The evenings consisted of another run and jump attempt onto the back of a train, fall off or get caught, pepper sprayed and beaten by the police before being locked up for up to 20 days in order to be “taught a lesson”. Some told me it was worth it. Others didn't. A Syrian Social Anthropologist who had been in the camp for 4 months said to me "at least here, I have a chance of survival". Return home and be killed was his alternative.
In the Jungle I was greeted with smiles and warmth. “How are you?” I was asked, “where are you from?", "would you like some tea?", people offering to share what little they had. The spirit of these individuals, in such disgusting circumstances was unbelievable.

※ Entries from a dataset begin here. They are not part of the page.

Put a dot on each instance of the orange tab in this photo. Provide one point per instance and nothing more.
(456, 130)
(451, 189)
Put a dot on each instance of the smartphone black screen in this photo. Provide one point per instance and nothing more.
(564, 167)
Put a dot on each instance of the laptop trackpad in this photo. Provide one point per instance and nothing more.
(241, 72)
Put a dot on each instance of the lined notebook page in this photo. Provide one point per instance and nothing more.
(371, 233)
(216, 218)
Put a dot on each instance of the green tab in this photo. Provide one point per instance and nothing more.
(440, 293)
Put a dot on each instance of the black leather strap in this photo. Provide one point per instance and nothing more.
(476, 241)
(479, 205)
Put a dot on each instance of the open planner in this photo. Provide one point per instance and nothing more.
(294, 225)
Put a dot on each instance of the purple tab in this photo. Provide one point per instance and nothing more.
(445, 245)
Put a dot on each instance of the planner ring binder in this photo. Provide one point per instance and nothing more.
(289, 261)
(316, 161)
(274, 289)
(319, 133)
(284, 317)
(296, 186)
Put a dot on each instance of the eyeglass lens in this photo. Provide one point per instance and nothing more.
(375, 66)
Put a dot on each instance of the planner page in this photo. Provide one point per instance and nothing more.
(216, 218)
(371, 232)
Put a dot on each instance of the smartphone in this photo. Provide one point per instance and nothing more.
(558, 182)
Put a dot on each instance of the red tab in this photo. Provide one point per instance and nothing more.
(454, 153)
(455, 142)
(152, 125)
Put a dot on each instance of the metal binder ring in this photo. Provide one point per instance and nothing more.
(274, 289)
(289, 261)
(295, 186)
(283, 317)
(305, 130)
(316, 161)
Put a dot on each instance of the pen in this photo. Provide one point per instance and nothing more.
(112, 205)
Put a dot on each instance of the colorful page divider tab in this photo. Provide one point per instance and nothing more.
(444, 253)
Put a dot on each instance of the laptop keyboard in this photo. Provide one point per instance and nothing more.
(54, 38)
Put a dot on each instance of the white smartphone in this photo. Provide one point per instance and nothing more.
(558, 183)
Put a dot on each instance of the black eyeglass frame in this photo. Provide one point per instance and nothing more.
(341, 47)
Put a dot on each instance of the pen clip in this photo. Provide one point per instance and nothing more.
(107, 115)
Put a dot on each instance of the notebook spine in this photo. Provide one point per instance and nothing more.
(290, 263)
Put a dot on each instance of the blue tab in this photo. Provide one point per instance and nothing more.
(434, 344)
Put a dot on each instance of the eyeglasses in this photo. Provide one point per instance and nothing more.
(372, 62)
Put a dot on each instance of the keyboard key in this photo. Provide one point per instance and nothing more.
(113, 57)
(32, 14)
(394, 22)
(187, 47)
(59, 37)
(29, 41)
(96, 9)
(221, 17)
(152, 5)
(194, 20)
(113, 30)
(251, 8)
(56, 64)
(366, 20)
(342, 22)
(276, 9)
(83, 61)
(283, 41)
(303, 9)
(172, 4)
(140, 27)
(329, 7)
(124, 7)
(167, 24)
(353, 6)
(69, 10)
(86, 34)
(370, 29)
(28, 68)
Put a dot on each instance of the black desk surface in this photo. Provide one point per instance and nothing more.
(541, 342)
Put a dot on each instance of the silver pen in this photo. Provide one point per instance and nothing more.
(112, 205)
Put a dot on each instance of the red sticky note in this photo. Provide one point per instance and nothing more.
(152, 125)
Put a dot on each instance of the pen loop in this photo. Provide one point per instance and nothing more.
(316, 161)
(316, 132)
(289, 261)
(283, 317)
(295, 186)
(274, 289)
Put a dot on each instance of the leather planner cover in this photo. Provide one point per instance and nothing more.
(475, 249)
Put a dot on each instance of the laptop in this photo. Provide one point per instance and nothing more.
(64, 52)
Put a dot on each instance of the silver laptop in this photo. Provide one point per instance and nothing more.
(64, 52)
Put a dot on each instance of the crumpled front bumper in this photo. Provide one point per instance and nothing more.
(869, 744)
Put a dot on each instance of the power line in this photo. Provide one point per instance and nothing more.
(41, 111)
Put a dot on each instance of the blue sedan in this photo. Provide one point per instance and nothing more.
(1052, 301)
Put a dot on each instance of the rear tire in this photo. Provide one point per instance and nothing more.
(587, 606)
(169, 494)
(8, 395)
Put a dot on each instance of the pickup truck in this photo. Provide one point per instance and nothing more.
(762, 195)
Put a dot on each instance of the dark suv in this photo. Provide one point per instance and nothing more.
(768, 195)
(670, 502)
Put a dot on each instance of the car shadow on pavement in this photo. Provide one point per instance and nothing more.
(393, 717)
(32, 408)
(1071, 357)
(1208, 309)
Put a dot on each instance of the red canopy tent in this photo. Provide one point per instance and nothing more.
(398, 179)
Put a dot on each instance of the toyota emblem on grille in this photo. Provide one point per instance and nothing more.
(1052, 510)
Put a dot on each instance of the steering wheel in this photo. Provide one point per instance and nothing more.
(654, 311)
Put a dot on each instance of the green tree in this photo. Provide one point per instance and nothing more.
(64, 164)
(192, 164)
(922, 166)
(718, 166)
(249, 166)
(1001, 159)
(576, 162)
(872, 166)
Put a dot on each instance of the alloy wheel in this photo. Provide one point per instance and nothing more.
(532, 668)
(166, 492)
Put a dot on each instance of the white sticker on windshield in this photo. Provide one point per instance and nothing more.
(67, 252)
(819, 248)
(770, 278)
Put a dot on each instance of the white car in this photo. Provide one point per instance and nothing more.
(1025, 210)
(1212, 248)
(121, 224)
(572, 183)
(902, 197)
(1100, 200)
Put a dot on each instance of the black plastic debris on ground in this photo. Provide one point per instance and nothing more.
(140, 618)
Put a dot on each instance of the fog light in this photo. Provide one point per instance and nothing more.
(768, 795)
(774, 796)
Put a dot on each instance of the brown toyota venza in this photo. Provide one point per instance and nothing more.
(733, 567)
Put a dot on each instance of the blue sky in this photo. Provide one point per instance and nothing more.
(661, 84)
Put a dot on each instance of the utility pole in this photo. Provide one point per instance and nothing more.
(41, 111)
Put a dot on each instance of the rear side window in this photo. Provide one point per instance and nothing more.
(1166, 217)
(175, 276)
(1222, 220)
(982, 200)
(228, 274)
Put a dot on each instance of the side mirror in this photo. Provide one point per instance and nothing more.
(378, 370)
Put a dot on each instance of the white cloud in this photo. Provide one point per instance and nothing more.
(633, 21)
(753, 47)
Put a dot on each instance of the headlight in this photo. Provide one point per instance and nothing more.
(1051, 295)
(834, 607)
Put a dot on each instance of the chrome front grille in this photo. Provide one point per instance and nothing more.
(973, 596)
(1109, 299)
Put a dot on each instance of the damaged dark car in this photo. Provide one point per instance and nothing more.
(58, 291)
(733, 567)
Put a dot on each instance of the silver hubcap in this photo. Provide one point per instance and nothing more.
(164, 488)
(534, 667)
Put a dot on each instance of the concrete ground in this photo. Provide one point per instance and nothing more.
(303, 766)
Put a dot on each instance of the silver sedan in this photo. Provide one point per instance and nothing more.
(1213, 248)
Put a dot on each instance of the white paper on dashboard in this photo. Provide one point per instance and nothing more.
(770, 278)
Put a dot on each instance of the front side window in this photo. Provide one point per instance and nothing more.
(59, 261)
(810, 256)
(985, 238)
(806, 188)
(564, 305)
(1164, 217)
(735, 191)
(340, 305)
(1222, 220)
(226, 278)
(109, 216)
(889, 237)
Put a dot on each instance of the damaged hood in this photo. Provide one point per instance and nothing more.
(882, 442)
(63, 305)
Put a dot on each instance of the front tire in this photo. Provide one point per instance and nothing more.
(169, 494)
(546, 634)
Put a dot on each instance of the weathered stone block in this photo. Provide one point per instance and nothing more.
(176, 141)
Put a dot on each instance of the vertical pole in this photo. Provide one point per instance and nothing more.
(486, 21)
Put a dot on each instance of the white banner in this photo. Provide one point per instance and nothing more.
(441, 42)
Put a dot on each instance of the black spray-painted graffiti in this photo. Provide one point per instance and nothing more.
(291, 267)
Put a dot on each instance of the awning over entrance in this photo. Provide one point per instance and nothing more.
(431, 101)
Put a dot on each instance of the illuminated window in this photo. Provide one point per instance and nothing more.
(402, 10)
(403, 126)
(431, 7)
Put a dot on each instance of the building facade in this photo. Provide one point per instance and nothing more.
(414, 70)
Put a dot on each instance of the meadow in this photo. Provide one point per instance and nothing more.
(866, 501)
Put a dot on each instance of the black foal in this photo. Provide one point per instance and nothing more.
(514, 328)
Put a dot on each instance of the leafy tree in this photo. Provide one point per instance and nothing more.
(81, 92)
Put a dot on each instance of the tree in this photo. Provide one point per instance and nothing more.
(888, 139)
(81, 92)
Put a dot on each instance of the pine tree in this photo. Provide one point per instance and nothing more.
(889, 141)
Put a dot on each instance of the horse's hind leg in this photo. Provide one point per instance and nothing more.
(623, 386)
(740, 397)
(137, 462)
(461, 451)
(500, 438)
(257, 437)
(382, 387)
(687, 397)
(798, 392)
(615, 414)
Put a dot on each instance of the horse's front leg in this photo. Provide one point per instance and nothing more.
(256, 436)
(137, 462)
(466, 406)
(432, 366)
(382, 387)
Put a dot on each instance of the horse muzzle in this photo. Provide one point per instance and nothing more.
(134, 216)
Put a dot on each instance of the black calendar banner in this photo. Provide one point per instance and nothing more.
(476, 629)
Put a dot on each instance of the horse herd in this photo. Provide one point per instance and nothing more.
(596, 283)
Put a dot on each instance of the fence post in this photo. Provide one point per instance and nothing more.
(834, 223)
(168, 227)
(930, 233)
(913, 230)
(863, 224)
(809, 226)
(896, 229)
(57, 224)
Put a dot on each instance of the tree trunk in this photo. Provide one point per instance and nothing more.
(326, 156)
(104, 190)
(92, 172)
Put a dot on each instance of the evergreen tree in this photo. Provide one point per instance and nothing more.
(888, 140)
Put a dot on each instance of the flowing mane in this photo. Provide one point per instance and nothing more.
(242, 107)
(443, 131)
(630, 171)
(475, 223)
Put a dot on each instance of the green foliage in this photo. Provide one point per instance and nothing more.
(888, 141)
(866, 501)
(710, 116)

During distribution I found myself apologising to everyone for the weather. For the UK and French government. For our inaction. For the fact that we sit at home and go "that's awful!" and then do nothing. "How the hell is this happening", "this makes no sense", "I don't understand", I found myself repeating over and over again. How have we come this far in civilization, how are we this technologically advanced, for people to still be denied food, water and shelter. The fact that this is happening right in front of us, not in some far away land we are told is "inaccessible"/ "not our problem" and still do nothing, when we are all able to, is inexcusable.
We are lucky enough to be born in a peaceful and prosperous country. Not everyone has such luck.
Your political orientation is irrelevant. Your views on border control and immigration policy are irrelevant. Nobody should be living like this Anywhere, and most certainly not in a country as wealthy and as capable as France. Anyone and everyone can do something.
Calaid, the organisation we volunteered with is doing everything it can and is volunteer-run. We spent days sorting clothes, shoes and supplies in the Warehouse, and building and distributing in the Jungle. The piles and piles of unsorted clothes and shoes; and undistributed food and supplies is frustrating: their are simply not enough volunteers or vans. The governments/ the UN are doing NOTHING whatsoever, so it really is down to us. Even volunteering for 1 day can make a huge difference. Its not for someone else to do, its for all of us to do.